“This is the night when the Hamptons gets funky,” Cameron Silver, owner of the Hollywood vintage shop Decades, told me at the Watermill Center’s annual Summer Benefit on Saturday evening. Draped in 40 pounds of Balmain crystal fringe, Silver was hanging out nearby Swedish/Mexican choreographer Adelina Larsson Mendoza (who was performing equinox rituals with a giant walking stick), along with visual artist Alicja Kwade’s pendulum installation Die bewegte Leere des Moments: a station clock outfitted with a boulder swinging menacingly from a crane. “I love all the people-watching and permission to be eccentric.”
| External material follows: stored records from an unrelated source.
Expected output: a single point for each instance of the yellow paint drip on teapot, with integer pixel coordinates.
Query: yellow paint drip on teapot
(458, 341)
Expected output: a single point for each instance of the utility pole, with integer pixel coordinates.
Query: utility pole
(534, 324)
Silver wasn’t kidding: as I wended my way through more than 20 site-specific performances and installations spread across the wooded 10-acre campus in Water Mill, New York—a space founded by theater director Robert Wilson—the attendees sporting vintage Versace Baroque-print silk shirts and more Luar Ana mini bags than I have ever seen at an East End party provided a lovely grace note. Dressed in his signature head-to-toe leather, Peter Marino posed for a photo opp with the Brazilian multidisciplinary artist Robson Catalunha, who was casually sipping a martini in a blazer dress and pig prosthesis. Solange Knowles wafted in just before dinner in a billowing pleated set from The Row’s resort 2025 collection paired with sculptural Jil Sander earrings.
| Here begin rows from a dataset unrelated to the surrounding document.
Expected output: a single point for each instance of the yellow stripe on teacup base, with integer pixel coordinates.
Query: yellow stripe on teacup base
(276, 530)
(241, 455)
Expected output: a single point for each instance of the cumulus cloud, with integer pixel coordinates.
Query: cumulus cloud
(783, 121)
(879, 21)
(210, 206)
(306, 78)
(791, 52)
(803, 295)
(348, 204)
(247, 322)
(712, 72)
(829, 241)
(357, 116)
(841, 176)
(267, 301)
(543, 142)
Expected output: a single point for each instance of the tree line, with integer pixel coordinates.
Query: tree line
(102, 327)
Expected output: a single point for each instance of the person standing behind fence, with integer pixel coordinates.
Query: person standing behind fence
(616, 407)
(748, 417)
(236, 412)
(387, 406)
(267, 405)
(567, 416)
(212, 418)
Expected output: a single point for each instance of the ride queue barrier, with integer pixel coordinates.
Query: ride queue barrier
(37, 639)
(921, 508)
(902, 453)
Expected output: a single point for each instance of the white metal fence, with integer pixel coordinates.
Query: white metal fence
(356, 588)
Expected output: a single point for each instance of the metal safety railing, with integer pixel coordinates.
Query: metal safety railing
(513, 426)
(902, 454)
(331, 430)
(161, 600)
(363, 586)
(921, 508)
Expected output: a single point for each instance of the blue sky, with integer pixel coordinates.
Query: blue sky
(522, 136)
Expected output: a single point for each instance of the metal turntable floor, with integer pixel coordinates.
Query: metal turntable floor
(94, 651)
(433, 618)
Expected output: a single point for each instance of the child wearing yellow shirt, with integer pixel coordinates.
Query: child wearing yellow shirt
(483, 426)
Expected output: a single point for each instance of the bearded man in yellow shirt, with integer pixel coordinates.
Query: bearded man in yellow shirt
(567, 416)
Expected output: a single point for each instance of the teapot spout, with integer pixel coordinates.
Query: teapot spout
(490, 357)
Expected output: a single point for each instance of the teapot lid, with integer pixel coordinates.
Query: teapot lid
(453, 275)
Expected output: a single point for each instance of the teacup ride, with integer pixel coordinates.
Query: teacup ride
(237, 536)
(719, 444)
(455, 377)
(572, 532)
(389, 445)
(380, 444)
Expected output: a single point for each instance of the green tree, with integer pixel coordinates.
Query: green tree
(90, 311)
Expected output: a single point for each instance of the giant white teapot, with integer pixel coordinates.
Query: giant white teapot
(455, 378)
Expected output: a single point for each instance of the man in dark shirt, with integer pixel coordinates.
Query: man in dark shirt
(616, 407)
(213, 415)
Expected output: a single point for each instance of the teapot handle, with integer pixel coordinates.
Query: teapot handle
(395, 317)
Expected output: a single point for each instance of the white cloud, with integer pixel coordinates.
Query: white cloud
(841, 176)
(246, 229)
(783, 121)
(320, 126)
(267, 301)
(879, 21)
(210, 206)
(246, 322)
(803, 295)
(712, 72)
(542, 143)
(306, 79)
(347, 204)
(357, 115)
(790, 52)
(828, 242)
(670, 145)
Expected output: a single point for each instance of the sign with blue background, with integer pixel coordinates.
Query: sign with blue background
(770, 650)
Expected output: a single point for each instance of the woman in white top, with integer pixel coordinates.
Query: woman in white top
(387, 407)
“I haven’t been in the Hamptons since I was an Elle intern 17 years ago, but this has been a great reintroduction,” said musician and spoken word artist Mykki Blanco, one of the evening’s featured performers, as they tucked into heirloom tomato galettes and spicy smoky cucumbers with a Monet tea towel from the gift shop at Tokyo’s Artizon Museum draped over their right shoulder.
The evening honored legendary choreographer Lucinda Childs, a member of Judson Dance Theater, the 1960s downtown collective of choreographers, composers, and visual artists that also included Merce Cunningham, John Cage, and Robert Rauschenberg. Ticket sales and proceeds from a live auction featuring works by Robert Longo, Shirin Neshat, and more benefitted Watermill’s artist residencies (ten of the evening’s performances were created during its International Summer Program) and arts education programming for local schoolchildren.
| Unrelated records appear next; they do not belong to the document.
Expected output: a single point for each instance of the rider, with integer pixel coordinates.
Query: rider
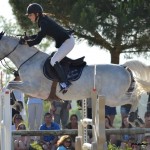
(63, 38)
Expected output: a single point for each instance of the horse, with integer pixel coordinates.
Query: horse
(110, 80)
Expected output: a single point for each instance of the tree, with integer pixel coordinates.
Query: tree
(119, 26)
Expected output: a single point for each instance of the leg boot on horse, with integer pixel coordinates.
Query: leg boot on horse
(64, 83)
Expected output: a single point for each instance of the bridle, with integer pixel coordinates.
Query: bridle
(1, 34)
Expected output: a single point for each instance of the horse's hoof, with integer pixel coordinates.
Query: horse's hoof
(132, 116)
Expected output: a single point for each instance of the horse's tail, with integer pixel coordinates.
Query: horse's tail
(141, 73)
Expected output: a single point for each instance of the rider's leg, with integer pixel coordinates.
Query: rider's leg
(65, 48)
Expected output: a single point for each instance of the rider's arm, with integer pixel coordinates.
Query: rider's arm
(41, 34)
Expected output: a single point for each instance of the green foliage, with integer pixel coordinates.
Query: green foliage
(117, 26)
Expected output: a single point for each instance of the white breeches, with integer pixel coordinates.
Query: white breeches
(63, 50)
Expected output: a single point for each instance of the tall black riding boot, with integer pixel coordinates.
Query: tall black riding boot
(64, 83)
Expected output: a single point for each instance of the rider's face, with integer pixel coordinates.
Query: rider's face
(32, 17)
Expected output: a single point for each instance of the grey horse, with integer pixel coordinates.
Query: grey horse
(110, 80)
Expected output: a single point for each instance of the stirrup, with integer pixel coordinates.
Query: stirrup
(64, 86)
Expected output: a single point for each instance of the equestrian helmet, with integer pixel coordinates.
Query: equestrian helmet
(34, 8)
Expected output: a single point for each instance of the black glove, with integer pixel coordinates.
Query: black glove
(22, 41)
(26, 38)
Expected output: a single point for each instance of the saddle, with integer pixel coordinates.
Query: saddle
(72, 68)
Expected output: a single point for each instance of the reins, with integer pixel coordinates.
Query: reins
(10, 53)
(7, 56)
Guests put down their glasses of rosé when Childs took to the stage to give an electrifying performance from a role she originated in the 1976 Philip Glass opera Einstein on the Beach, which Roberts had directed and Childs choreographed. The Hamptons setting was perhaps the closest the experimental work—which is not really about Einstein, nor the seaside; it’s filled with nonsense syllables and strings of numbers, all in a classical theme and variation structure—has been performed to the ocean.
Einstein has led to nearly five decades of friendship and collaboration between Childs and Wilson, all thanks to a serendipitous meeting in Connecticut. “I saw this beautiful woman at a bar in New Haven and I went up to her and introduced myself,” Wilson recalled. “I’d heard about Lucinda’s work from the ’60s. She was an icon. And Andy Warhol had made a film series called The Thirteen Most Beautiful Women—she was one of them.”
Earlier in the evening, Childs’s niece Ruth Childs, her long-time collaborator Ty Boomershine, and members of the Dance On Ensemble presented five of her seminal works: Pastime (1963), Carnation (1964), Untitled Trio (1968), Radial Courses (1976), and Katema (1978) on loop. “These pieces were always performed in alternative spaces and it’s nice to present them in the open air,” Childs said. Audience members entered and exited the square stage area throughout the two-plus hour cocktails—not entirely unlike the way they might have first experienced Einstein, which ran approximately five hours without an intermission in its original production.
The evening also marked the beginning of a new partnership between Watermill and Van Cleef & Arpels’s contemporary dance foundation, Dance Reflections, which presented several of Childs’s pieces as part of the Dance Reflections dance festival in New York last fall. “Whether you’re designing jewelry, a play, or a building, all that exists in time are the classics,” Wilson said. “Socrates said the baby is born knowing everything, and the uncovering of knowledge is the learning process. Nicolas Bos [the CEO of Van Cleef & Arpels] understands that work like Lucinda’s is based on classical mathematics that man is still rediscovering.”